Ecto, tds_ecto and loading large dataset

jedeleh · December 4, 2017, 5:36pm

I’ve got an issue with a 3 stage GenStage pipeline I’ve implemented. In the producer I do a select out of a MS SqlServer database with ecto as such:

  C3poRepo.all(
   from t in C3poEvent,
      where: t.completed == 0,
      order_by: [desc: :occurred_at],
      limit: ^demand,
      offset: ^offset
  )

seems to make sense. The issue I’m having is that is that the database is preparing this statement and executing it, and then the next time data is demanded it prepares a new statement and executes it. The DBA I’m working with says that it should prepare the statement once and then execute it X times rather than re-preparing it again. The issue that I’m seeing because of this is that the sql adaptor runs out of handles after about 1200 demands.

My DBA suggested using raw sql but I really don’t like that idea for a long term solution.

This situation is so arcane that I’m not even sure how to ask this question. The end result that I’m seeing is that after roughly 63K rows the application crashes. I can restart it and it will crash again after the next 63K rows. I’m working against 24 million so this is not a good thing, obviously.

peerreynders · December 4, 2017, 6:31pm

While waiting for a more definitive answer I recommend that you put together a bare-bones elixir/ecto project:

Start retrieving rows with purely sequential code, i.e. stay within a single process - and see whether you can reliably get beyond the 63K mark.
If it still fails, it’s time to try using “hand made SQL” i.e. get as close to the driver as possible - and if that still fails there may be a driver issue.
If the single process works - refactor towards an example with a GenStage producer and a simple consumer. If things start breaking here, post your code - as your producer implementation may be missing something.

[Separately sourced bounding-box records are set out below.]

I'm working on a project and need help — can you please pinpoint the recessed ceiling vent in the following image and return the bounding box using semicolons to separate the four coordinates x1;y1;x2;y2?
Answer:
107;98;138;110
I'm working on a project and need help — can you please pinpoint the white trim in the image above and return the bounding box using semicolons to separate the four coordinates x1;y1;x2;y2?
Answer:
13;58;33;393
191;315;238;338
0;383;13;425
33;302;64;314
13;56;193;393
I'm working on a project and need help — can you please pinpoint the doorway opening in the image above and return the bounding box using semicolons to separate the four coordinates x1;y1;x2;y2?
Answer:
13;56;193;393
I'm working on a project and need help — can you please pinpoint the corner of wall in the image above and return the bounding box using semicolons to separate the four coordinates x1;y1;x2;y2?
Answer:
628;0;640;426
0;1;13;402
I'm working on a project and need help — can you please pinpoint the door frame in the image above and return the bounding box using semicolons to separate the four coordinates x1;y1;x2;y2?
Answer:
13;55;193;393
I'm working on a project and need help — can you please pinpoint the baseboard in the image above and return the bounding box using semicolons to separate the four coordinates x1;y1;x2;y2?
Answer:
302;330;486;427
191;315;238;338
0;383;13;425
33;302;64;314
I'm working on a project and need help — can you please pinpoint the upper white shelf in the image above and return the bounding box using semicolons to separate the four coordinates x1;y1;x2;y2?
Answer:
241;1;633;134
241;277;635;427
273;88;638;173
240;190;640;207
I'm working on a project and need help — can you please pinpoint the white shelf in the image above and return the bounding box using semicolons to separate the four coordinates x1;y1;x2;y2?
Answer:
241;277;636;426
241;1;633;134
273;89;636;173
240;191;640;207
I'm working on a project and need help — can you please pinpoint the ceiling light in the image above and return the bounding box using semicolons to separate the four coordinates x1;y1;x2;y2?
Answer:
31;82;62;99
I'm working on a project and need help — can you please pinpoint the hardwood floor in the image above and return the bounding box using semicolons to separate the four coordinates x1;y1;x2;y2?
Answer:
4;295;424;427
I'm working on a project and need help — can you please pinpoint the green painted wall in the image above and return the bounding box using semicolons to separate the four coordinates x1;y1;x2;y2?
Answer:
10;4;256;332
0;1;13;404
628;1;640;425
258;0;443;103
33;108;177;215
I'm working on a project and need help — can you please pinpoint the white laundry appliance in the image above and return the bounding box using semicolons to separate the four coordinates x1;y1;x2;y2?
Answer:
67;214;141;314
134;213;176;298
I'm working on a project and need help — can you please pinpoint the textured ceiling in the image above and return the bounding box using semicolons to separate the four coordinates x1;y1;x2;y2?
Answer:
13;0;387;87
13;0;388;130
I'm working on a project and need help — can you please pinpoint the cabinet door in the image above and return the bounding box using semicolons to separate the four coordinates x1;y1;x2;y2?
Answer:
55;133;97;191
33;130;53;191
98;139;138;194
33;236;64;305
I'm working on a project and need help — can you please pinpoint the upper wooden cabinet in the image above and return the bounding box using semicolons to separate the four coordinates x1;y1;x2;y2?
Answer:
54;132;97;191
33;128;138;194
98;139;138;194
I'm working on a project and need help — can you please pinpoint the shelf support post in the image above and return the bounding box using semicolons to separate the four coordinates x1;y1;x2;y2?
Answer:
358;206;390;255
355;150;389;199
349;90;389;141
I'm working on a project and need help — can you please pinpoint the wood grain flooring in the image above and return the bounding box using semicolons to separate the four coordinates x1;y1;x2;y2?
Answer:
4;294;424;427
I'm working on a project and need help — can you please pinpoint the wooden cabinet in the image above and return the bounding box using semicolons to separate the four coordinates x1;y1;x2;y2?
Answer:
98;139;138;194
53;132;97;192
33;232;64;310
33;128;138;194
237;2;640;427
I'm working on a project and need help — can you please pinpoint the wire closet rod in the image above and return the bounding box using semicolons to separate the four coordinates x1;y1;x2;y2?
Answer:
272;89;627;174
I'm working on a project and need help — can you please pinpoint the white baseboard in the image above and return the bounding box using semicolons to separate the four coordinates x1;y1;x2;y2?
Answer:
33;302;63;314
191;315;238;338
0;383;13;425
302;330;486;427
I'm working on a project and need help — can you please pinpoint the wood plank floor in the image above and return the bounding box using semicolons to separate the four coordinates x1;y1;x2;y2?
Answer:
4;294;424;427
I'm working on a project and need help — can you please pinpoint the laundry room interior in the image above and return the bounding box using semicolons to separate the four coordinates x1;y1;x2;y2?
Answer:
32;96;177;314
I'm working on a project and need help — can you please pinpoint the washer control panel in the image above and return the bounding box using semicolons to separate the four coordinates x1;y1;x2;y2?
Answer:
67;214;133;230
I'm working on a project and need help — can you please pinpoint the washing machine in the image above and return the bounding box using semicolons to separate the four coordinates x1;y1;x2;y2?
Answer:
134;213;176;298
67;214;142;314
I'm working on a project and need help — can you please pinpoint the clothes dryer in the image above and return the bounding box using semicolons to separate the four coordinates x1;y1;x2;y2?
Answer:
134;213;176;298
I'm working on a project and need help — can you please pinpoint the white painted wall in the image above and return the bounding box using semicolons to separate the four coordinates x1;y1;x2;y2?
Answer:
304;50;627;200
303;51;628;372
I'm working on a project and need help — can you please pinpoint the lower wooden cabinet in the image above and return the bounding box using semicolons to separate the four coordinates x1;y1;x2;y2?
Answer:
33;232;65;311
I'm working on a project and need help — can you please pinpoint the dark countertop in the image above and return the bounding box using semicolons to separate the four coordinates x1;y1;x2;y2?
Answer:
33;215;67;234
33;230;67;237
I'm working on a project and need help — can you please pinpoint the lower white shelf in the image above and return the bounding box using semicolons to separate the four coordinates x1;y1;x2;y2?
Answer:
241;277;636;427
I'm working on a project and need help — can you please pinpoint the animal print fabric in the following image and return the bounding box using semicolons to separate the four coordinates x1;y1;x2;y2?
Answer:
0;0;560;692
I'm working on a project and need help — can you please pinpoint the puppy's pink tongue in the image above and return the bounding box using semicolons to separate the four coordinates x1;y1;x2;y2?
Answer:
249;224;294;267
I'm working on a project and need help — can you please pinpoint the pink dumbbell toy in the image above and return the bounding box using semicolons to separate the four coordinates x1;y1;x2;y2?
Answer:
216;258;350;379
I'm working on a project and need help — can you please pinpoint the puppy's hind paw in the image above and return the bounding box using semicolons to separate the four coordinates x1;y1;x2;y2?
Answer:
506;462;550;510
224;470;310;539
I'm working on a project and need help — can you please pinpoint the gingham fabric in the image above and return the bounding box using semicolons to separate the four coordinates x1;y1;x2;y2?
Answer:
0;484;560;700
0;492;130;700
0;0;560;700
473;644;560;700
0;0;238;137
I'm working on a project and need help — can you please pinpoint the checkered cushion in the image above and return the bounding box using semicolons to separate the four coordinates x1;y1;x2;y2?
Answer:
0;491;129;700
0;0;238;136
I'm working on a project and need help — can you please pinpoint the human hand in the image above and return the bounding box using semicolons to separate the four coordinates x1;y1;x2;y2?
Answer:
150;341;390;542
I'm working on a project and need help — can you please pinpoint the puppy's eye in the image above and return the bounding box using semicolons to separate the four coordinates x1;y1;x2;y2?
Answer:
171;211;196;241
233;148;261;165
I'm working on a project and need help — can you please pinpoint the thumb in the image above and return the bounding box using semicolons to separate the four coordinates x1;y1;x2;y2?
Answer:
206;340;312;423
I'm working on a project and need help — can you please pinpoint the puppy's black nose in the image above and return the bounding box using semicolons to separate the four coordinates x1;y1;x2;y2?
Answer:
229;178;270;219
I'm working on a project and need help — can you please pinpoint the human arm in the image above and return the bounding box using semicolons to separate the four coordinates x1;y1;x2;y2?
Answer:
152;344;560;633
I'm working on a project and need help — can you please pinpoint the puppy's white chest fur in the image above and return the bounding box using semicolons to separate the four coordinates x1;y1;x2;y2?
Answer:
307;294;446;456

Also which version of Ecto and which adapter are you using?

jedeleh · December 4, 2017, 6:44pm

good suggestions. I’ll go down that path, thanks

And here are the versions I’ve got these things locked at:

ecto 2.2.6
tds_ecto 2.0.3
tds 1.0.3

not sure if this one matters but here it is:

poolboy 1.5.1

jedeleh · December 5, 2017, 2:43pm

So I went back and tested it this way:

defmodule Foo do
  def bare_bones do
    EventBridge.start(nil, nil)

    counter = 0
    for a <- 1..3000 do
      new_events = get(1000, a)
      IO.puts 50 * a
    end
  end
end

and was able to reproduce the issue. I should note that I’m running this code from inside iex -S mix:

mymachine ] iex -S mix
Interactive Elixir (1.5.1) - press Ctrl+C to exit (type h() ENTER for help)
iex(1)> Foo.bare_bones
...

This completely removes GenStage from the equation, so I believe I can eliminate that from my concern.

I guess this is related to one of three things:

ecto (I’d be hugely surprised if this was the issue, but I call it out for the sake of completeness)
tds_ecto
the way I run my test. (by calling the function from inside iex -S mix

peerreynders · December 5, 2017, 4:07pm

Do the logs identify what ultimately causes the crash? (Keeping in mind the crash is likely happening much further downstream than the actual cause).

jedeleh · December 5, 2017, 10:56pm

It ended up being the version of tds_ecto I was using. It was a known issue and once I upgraded to the latest, the entire thing went away. I guess I should have tried that first.